“滚!”燕破岳本来要踹他,但由于不想张腿而作罢。
又过了一段时间,大家发现燕破岳更郁闷了,吕屠本着人道主义,怕他是上次任务留下了心理阴影,找了机会单独约谈。
半小时后,吕屠严肃地走出来,马不停蹄一路拐进了总指挥室,才笑出声,秦锋有幸分享了这份快乐。
说起来其实很简单,燕破岳因公被剃的毛已经长得七七八八了,但仅限于重要部位,身上的其他部分依旧光秃秃。

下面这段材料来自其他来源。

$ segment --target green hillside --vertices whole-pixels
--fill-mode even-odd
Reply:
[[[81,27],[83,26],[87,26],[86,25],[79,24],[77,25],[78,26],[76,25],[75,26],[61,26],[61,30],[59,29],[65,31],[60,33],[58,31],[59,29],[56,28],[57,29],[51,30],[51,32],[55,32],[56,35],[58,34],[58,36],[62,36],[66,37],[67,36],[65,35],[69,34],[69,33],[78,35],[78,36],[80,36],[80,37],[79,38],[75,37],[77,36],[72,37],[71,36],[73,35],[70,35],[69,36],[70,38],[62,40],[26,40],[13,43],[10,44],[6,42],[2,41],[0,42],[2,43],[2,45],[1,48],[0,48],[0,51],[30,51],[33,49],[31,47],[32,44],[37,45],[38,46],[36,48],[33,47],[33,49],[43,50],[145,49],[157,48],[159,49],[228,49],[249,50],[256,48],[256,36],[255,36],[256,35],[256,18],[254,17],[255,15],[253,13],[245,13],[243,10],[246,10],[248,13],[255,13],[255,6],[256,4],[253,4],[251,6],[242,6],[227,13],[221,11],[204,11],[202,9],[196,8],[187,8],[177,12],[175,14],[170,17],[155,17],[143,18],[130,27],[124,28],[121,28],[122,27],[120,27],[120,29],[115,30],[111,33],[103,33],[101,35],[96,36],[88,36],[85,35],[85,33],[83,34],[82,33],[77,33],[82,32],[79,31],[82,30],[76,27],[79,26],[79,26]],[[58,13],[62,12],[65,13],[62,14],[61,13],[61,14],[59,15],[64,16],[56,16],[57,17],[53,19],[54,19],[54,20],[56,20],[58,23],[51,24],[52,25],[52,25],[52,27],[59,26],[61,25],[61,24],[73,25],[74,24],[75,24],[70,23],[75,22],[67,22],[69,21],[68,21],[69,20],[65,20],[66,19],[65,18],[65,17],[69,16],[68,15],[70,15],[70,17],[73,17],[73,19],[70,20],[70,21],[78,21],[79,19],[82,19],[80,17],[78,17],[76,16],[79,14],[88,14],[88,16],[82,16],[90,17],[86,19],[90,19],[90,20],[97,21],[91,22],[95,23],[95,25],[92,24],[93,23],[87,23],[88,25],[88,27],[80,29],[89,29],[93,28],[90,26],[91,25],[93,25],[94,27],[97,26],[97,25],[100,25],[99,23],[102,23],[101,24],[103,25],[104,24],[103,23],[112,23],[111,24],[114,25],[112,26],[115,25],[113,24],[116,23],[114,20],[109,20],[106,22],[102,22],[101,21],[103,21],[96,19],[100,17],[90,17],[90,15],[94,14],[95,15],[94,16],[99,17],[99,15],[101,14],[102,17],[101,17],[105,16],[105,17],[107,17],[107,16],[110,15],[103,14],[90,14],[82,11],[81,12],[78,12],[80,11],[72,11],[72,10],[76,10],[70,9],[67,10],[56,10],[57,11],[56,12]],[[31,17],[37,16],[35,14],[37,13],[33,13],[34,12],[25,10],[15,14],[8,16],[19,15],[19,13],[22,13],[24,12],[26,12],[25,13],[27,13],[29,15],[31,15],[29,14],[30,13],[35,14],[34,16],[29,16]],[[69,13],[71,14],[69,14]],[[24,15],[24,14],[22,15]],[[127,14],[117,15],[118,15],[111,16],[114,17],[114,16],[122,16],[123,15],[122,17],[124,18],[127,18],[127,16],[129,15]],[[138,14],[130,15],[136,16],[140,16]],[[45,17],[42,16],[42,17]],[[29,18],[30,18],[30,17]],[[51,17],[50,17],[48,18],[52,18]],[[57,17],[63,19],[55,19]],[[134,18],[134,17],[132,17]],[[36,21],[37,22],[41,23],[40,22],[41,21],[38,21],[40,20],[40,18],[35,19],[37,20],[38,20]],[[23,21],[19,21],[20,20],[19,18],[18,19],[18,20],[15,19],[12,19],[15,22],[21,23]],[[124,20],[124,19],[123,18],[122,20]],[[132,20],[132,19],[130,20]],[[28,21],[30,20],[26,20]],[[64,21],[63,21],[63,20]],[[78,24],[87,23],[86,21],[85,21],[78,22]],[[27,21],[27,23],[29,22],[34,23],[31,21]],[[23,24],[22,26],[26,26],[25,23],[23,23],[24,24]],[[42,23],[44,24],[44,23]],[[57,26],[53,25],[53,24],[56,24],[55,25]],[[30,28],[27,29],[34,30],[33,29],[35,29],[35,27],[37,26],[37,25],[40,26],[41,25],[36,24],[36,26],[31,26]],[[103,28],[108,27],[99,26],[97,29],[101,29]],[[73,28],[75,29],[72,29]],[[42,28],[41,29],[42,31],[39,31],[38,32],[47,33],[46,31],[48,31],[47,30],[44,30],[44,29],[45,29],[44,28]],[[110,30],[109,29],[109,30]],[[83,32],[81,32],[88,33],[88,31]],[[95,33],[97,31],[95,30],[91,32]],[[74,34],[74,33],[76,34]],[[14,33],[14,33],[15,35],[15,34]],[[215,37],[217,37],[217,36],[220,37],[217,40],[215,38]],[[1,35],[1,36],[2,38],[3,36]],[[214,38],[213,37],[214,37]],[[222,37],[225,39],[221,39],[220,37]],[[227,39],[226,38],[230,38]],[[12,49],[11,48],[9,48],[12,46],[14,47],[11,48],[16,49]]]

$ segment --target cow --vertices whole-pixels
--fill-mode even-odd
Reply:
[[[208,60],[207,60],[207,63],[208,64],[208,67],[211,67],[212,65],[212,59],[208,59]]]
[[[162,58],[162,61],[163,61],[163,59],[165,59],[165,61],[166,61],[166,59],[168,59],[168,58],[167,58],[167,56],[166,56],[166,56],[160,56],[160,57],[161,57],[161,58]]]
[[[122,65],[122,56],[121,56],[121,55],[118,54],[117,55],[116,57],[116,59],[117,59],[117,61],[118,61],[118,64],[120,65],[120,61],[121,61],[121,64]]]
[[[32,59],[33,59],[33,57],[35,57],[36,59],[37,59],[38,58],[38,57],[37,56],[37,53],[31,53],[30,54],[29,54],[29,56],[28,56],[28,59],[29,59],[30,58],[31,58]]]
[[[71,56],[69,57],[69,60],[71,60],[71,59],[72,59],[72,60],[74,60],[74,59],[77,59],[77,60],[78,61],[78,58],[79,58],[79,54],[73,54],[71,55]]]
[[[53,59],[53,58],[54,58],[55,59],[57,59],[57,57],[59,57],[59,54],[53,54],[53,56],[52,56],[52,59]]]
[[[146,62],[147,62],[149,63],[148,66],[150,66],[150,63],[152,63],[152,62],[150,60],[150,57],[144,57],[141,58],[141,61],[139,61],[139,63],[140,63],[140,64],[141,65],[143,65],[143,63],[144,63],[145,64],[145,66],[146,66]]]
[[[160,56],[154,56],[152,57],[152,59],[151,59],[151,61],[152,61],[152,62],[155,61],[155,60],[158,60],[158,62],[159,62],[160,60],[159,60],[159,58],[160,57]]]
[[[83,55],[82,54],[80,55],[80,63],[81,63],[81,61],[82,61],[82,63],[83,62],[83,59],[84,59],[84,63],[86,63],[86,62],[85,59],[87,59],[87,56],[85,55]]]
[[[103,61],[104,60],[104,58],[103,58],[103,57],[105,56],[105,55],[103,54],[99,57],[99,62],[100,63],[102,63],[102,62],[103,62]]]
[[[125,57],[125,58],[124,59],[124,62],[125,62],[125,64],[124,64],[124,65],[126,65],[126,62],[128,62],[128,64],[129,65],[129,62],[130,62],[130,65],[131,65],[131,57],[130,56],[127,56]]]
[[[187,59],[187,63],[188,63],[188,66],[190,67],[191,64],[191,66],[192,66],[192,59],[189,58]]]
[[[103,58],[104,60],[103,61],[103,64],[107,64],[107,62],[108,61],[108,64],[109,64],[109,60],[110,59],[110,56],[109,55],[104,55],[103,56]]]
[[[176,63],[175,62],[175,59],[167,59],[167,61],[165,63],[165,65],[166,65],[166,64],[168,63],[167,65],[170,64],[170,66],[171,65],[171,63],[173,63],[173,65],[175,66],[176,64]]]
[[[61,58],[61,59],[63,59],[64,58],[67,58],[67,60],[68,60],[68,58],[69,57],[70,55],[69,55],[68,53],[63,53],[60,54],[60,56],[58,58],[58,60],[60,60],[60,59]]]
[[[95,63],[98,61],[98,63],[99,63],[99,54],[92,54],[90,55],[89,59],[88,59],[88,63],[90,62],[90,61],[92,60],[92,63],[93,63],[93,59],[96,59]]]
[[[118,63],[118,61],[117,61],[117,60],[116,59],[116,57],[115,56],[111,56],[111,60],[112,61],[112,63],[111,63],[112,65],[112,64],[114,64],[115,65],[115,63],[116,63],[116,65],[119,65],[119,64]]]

燕破岳的世界,从那天以后彻底变了……他再也没见过他引以为傲的腿毛,再也没有。他很认真地在悲伤,其他人听了却都在狂笑,可见人类的悲欢并不相通。
伤过的心很容易将悲愤转化为嫉妒,尤其是“别人都有我没有”的不平衡心态驱使下,燕破岳终于心理变态了——萧云杰说的。
作为第一名受害者,他被腿上密密麻麻的针扎感痛醒时,第一反应是自己被俘了,随后他才意识到虐俘一般不采取拔腿毛这么残忍的手法。
“燕哥饶命!”萧云杰一个劲往床头缩,两条腿不停地藏,活像个被强奸犯盯上的惊恐少女:“你别动我!别动我!”
“过来!”燕破岳恶狠狠地,像个反派。
“为什么!?”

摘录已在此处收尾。